Corn potage, esa sopa cremosa que los japoneses adoptaron de Francia y nunca soltaron
El plato integra la familia del yoshoku, el recetario nipón que nació de la influencia europea y se quedó en la mesa cotidiana. Arranca con dos mazorcas frescas y se termina con un hilo de crema.
Acá en Buenos Aires, un domingo de esos que invitan a quedarse en la cocina, una vecina del barrio de Boedo me pasó la receta y no pude evitar pensar en cómo Japón hizo propia una sopa a primera vista tan europea. Se trata del corn potage, una crema de maíz suave, aromática, con cuerpo justo, que los japoneses incorporaron a su repertorio de yoshoku, esa cocina de influencia occidental que reinterpretaron hasta volverla inconfundible. Y la verdad es que, después de probarla, se entiende por qué se convirtió en un clásico doméstico que atraviesa generaciones.
Una receta que pide mazorca fresca
Lo que distingue a esta preparación de cualquier crema de maíz no es un ingrediente secreto, sino un paso que muchas veces se saltea en las cocinas occidentales: usar las mazorcas, ya sin granos, para hacer el caldo. Eso es lo que le entrega el dulzor profundo, ese punto casi caramelizado que tiene la sopa cuando está bien hecha. María del Carmen, que vive a tres cuadras y sabe de estas cosas, lo resume con una frase que me quedó dando vueltas: "Si usás sólo los granos, te queda buena; si usás también las mazorcas, te queda como tiene que ser". Y razón no le falta.
- Rehogar media cebolla chica en láminas finas con una cucharada de mantequilla y media de aceite de oliva, con una pizca de sal, hasta que esté blanda y transparente.
- Sumar los granos de dos mazorcas frescas, las mazorcas reservadas y unos 400 mililitros de agua. Llevar a hervor y cocinar a fuego suave entre 25 y 30 minutos, retirando la espuma que sube a la superficie.
- Retirar las mazorcas, dejar atemperar y triturar con batidora de mano.
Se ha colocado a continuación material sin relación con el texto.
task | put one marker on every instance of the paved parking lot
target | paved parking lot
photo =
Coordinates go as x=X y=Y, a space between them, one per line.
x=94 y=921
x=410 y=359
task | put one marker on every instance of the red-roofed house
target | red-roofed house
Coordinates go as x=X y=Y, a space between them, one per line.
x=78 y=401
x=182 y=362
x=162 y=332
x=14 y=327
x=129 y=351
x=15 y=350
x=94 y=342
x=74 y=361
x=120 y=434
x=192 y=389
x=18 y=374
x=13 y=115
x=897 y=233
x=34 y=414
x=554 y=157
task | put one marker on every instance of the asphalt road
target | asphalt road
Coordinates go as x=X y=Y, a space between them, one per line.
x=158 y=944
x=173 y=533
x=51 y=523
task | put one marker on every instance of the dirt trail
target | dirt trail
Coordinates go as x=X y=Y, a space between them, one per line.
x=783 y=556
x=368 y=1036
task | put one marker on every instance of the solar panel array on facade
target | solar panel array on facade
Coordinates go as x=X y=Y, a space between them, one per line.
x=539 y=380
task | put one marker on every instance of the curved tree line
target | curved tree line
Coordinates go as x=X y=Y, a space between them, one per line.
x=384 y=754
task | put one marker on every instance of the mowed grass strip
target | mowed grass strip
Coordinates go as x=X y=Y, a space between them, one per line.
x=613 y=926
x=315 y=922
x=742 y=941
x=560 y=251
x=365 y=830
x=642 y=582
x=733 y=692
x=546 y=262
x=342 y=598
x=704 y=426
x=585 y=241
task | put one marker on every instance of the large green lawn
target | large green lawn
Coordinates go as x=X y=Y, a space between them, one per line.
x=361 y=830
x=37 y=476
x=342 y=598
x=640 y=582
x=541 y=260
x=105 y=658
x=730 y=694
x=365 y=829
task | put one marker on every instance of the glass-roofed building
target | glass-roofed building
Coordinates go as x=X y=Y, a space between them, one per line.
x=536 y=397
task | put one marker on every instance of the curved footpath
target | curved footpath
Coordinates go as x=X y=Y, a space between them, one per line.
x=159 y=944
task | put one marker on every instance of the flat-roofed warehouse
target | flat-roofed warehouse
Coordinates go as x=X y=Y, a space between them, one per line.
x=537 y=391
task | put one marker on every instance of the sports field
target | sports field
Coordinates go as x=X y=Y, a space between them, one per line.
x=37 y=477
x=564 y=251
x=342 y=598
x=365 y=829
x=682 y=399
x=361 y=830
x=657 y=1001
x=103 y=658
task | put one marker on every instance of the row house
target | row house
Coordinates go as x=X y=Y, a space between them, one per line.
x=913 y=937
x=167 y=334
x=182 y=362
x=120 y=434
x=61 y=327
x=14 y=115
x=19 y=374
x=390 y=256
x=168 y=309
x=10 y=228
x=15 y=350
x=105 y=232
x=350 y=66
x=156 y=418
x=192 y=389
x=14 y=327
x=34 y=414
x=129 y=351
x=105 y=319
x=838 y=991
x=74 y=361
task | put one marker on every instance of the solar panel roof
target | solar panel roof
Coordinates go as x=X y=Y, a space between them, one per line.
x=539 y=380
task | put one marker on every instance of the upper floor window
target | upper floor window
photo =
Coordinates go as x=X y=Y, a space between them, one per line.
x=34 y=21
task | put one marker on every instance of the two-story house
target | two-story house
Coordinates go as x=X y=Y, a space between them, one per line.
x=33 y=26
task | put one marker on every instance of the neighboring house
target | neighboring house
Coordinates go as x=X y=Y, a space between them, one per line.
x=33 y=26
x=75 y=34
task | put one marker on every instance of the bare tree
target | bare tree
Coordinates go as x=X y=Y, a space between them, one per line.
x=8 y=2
Pasar por colador fino, presionando bien para aprovechar todo el líquido y descartar las pieles del maíz.
- Devolver la crema a la olla, corregir la sal e incorporar leche hasta lograr la textura deseada.
- Servir con un hilo de crema de leche, unas gotas de aceite de oliva y perejil fresco picado.
Caliente en invierno, fría en verano
Una de las cosas que más me llamó la atención cuando empecé a investigar esta receta es su enorme versatilidad térmica: en Japón, donde las estaciones marcan los platos con bastante rigor, el corn potage se sirve caliente en los meses fríos y frío en los días calurosos, sin alterar la fórmula original. Esa misma lógica la probé acá en casa durante una semana de temperaturas cambiantes y, efectivamente, funciona igual de bien en vaso que en plato hondo. La textura cremosa se sostiene, el dulzor se percibe parejo y el contraste con el perejil fresco sigue siendo el cierre perfecto de cada cucharada.
La receta rinde para dos personas y no pide equipamiento especial más allá de una olla, una batidora de mano y un colador fino, que en cualquier cocina argentina de clase media está al alcance de la mano. Queda en la puerta del presupuesto familiar y, a la vez, tiene esa sofisticación de los platos que parecen sacados de un restaurante pequeño con poca carta y mucho oficio. Por eso, cuando me preguntan si conviene hacerla con maíz en lata para acortar el camino, siempre contesto lo mismo: vale la pena esperar la temporada de mazorca fresca, porque el verdadero salto de calidad está en ese caldo que se arma con las corontas bien aprovechadas.